Solar photovoltaic (PV) power generation will be grid competitive in parts of Europe as early as 2013, and across key European markets by the end of the decade, according to an industry association report – making the technology more attractive to investors.
The European Photovoltaic Industry Association (EPIA) report predicts that Italy will be the first country in which the renewable energy technology will become competitive with fossil fuels. It assessed France, the UK, Germany, Italy and Spain.
EPIA president Ingmar Wilhelm said that PV is already “cheaper than people think” and is set to get cheaper. The cost of modules will go down about 50% by 2020, he added, because of economies of scale and improvements in technology – although the report also predicts a rise in the cost of traditional power sources such as coal and gas over the same period.
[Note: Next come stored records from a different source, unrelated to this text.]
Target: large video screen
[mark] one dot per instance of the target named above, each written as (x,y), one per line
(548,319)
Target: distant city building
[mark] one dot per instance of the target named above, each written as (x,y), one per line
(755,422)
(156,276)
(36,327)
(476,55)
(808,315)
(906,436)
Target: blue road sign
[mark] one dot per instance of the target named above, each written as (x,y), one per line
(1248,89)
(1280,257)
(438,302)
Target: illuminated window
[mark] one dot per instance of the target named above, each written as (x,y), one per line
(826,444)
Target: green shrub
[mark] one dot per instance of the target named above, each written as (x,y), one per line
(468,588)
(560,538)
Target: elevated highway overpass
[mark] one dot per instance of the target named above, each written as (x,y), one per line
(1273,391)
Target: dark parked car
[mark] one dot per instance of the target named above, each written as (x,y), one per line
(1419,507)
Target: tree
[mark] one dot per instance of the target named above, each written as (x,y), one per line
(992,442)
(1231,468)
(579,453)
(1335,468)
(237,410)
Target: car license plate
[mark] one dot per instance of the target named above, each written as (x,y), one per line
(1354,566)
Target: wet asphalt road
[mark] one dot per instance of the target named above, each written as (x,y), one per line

Commercial electricity buyers in Italy could find solar PV achieves “dynamic grid parity” in 2013, the report predicts – meaning the point at which the value of long-term electricity revenues from a PV installation equals the long-term cost of buying traditionally produced and supplied power from the grid. All installations in all countries will reach dynamic grid parity by 2020, the EPIA says.
The second measure of competitiveness, “generation value competiveness”, will take slightly longer to achieve, the report claims. This refers to the point in a specific country where building PV is just as attractive to investors as building coal or gas plants – Italy’s ground-mounted sector will be first past the post.
Under the report’s predictions, the PV sector will rely less on feed-in tariffs and direct government subsidies in the coming years. However, if the sector is to achieve grid parity, EPIA warns, governments will still need to commit to “regulatory frameworks that support development of the technology and removal of market distortions”.